Hard Money Loan Florida Glenwood
What is hard money loan?
A hard money loan is a loan given to a borrower from a lender based mostly on the value of the asset that is collateralized that is underlying. Traditional banks and lenders focus mainly on the credit and income of the borrower where asset based lenders aka hard money lenders focus primarily on the worth of the asset used as security for the loan. Where traditional loans are generally for 15–20 year durations, hard money loans are used as a temporary option (1–3 years usually) as a bridge to acquire a rehab, or stabilize a commercial, retail, office, industrial, multi–family, or single family residential home.
Why exactly would someone choose a hard money loan (asset–based loan) over a traditional loan offered by a bank with lower rates?

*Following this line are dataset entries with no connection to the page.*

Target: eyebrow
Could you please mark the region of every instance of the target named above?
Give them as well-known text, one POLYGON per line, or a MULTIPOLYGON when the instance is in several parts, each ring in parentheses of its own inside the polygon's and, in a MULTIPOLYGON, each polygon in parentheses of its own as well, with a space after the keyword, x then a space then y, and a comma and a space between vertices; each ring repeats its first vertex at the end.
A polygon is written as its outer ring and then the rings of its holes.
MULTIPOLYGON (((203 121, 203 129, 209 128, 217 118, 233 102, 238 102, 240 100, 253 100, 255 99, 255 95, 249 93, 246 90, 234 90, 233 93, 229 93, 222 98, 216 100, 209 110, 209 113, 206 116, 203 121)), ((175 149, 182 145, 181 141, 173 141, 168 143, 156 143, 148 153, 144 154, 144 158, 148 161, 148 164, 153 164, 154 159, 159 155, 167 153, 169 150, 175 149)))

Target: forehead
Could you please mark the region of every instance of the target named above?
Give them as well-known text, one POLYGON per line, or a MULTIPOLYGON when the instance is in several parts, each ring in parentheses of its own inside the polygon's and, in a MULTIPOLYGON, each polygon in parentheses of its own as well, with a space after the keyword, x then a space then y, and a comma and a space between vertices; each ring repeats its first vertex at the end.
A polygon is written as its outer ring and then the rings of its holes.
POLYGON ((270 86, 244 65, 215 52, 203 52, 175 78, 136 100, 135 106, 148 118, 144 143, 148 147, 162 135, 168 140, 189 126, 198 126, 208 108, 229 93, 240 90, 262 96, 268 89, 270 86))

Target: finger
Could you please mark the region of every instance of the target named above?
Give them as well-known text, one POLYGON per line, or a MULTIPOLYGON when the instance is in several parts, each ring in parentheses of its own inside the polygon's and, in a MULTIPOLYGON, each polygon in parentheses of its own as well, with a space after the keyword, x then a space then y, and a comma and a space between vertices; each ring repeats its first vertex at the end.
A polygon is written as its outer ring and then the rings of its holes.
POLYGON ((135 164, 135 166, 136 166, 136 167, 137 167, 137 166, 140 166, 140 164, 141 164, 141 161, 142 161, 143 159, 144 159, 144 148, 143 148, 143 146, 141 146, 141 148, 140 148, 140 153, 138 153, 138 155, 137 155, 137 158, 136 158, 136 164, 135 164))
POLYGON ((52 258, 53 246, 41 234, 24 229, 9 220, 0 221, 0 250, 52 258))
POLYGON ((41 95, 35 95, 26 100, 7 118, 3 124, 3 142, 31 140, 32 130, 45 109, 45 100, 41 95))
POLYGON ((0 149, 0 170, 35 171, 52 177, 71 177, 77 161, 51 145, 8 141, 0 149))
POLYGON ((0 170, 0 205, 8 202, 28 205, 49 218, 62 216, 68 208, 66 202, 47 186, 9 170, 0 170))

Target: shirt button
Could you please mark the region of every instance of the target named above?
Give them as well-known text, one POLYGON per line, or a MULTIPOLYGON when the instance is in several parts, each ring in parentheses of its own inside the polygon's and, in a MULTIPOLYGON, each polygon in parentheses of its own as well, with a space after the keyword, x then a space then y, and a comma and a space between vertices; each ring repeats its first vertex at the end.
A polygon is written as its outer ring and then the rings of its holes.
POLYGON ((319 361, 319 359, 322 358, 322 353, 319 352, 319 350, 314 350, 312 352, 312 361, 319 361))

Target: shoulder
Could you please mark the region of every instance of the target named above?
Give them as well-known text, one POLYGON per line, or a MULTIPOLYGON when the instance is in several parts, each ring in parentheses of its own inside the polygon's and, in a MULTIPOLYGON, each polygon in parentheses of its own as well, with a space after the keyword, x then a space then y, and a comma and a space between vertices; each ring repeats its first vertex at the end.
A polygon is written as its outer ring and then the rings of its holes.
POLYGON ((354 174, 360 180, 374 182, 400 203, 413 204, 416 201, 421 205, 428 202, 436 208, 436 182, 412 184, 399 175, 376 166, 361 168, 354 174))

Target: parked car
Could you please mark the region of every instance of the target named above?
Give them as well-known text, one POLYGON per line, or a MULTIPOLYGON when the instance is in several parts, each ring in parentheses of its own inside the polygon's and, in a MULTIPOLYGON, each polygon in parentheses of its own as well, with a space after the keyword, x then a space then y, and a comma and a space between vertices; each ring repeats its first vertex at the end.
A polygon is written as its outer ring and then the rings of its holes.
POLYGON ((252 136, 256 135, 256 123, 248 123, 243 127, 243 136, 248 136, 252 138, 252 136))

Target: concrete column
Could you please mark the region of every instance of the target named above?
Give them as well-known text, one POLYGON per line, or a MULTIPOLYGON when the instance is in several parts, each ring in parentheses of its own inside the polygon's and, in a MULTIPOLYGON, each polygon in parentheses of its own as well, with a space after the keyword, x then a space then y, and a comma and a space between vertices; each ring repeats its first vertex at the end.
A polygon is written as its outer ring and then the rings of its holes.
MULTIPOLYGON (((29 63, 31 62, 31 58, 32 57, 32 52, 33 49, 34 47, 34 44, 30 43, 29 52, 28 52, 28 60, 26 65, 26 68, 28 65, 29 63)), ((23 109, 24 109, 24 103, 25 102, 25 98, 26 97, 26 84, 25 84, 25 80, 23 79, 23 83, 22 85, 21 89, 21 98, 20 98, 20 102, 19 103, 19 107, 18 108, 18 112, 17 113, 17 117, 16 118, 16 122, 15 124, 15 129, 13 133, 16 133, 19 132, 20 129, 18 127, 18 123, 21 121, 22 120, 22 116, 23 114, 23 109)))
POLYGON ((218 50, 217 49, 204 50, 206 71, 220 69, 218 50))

There are many reasons why a borrower would choose to use private financing or a hard money loan over a cheaper conventional financing: (1) Quick Funding– traditional banks take a minimum of 45 days to fund just one family residential loan, any where between 60–90 days to finance a commercial loan, and over 120 days to fund a development loan. Whereas, a hard money loan is commonly financed within 7–14 days. (2) Property Requires Work– because of the traditional bank‘s really conservative underwriting guidelines, most will not lend on properties needing repair. Before it can be used by way of example, banks really rarely finance a loan secured by a property in need of repairs; so the borrower will use a hard money lender then, and to buy and rehabilitate the property payoff the hard money loan with normal financing. Another example would be a commercial property that has no tenants… a bank won’t loan until the property is leased up. Yet, short-term lending will be provided by a private lender to the borrower to buy the property and rent it up to stabilization. The hard money loan will be refinanced by a commercial lender with traditional financing once the property is stabilized for a certain period of time. (3) Not based entirely on credit or income– Traditional banks rely heavily on a borrower’s credit score, past income, and ability to repay the debt. Thus quality borrowers like physicians, lawyers, and attorneys who’ve high incomes but also have a lot of debt are turned down by traditional banks for conventional financing. Hence, there’s an enormous requirement for private lenders who look more at the value of the underlying asset in comparison to the amount of the loan versus the borrower’s credit history. At Capital Funding Financial, we base our funding decision primarily on the LTV (loan to value). We generally look for a 50% – 65% LTV in our loans. What that means is we typically lend out 65% of the appraised value of the property to the borrower.
What are the interest rates involved in hard money loans?
Hard money loan rates normally range from 10% all the way up to 15%. The rate by the lender is dependent upon looking at a combination of factors for example: (1) loan to value ratio, (2) borrower’s credit score & income, (3) the property condition and location, (4) borrower’s “skin in the game” (amount of cash equity in the property). At Capital Funding Financial we offer the lowest rates around starting at 8.9%*
What are the fees involved in asset based lending?
Hard money lenders in Glenwood charge financing origination fee of 3% to 5% of the amount of the loan. Various fees for file preparation will subsequently charge by a lawyer, appraisal fee from an unbiased appraiser, financing processing fee, and an application fee. Capital Funding Financial charges an extremely low origination fee of just 2%* and offers straight forward conditions without all the concealed rubbish fees
Can the loan fees be paid from the loan proceeds?
Yes, so long as there is a big enough equity cushion in the real estate. Most of the time each of the fees (other than the application fee) are paid from the actual loan proceeds.
Can there be a pre-payment penalty with hard money loans?
By way of example, with a 6 prepayment penalty, if the borrower were to repay the loan in 3 months, there would be 3 extra months of interest due. This requirement is put in place so your lender receives a modest return for the time, hassle and apportionment of its funds to your borrower. If the loan is repaid by the borrower after half a year, subsequently no pre payment penalty will be issued.
How fast can a hard money loan that is typical close?
At Capital Funding Financial, we are a direct lender and have the ability to close loans within a days when given a complete loan package (credit report, income documentation, independent appraisal, title commitment). The typical deal takes about one or two weeks to fund as an independent appraisal and title report need to be run on the property.
When employing is an appraisal needed?
Yes, hard money loans usually need an assessment, broker price opinion, or comparative sales analysis. On the subject property, we order an unaffiliated appraisal at Capital Funding Financial.
When completing flip or rehab job & a fix, what’ll the hard money lender require?
Besides the apparent 35–40% equity cushion, the lender will want to see the range of work described with a cost analysis worksheet and timeline. The lender uses this as a guide in releasing capital for rehab goals. Nothing ever goes as planned when performing a rehabilitation; so the lender will want to see the borrowers experience in performing or managing property repairs. The lender require an inspection to be made after each draw is complete and will release funds in draws for such repairs that are listed. The lender may also require a credit report and income statement from the borrower showing the borrower has the ability to repay the loan. Nonetheless, hard money lenders focus chiefly on the asset value of the security and not the credit score.